Stage 3 — Scout105 cleanup protocol
Apply only objective cleanup after a Key Point (phase complete). Do not add features.
Trigger (Key Point)
- Apply only after a milestone where the user would see complete value.
- Do not run per-file; run once per phase.
Allowed cleanup categories (objective only)
- Unused code: unused imports/vars/fields (provable by grep/IDE).
- Typos: spelling errors in comments/strings (spellcheckable).
- Formatting inconsistencies: breaks the file’s own pattern.
- Dead code: commented debug lines or unreachable code.
- Obviously wrong logic: provably incorrect (duplicate checks, impossible types).
Constraints
- Only in files already touched by the primary task.
- Remove garbage only; no new features or refactors.
- Each cleanup must take ≤ 30 seconds to verify + fix.
- Total cleanup time ≤ 5% of primary task time.
- Must be objectively measurable; if not measurable, skip.
- Require user approval before executing cleanup.

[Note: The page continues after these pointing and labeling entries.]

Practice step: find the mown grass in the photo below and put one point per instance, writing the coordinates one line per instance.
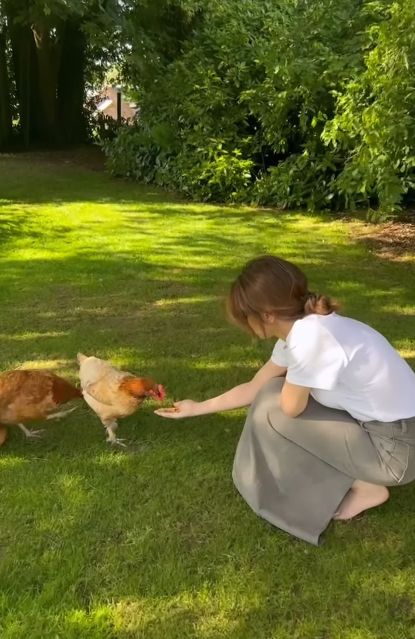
(154, 542)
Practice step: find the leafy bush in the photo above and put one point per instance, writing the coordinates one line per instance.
(282, 102)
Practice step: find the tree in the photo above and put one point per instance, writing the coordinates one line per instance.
(45, 48)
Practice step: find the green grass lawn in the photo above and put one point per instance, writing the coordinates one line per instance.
(154, 542)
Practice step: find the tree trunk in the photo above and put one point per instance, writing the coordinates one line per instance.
(71, 84)
(24, 63)
(47, 56)
(5, 109)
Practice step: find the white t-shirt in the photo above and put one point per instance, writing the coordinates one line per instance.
(348, 365)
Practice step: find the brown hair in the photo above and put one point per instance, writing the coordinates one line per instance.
(270, 284)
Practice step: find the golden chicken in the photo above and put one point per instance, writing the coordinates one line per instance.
(112, 393)
(31, 395)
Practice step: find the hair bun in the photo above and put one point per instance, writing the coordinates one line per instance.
(320, 304)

Scout105 report (present to user)
✅ Key Point complete: <brief summary> Scout105 opportunities: - <file>: <item> (category, evidence) - <file>: <item> (category, evidence) Run Scout105 cleanup? [Yes / Skip / Selective]
Execution
- If approved, apply all selected cleanups in batch.
- Run tests/build to validate no regression.
- If failures occur, revert or investigate causality before proceeding.
Output expectations
- Stage 1: Provide refactor options + log path + remaining branches + recommended path.
- Stage 2: Provide plan, risks, validation checklist, and request confirmation.
- Stage 3: Provide Scout105 report, decision, and validation result.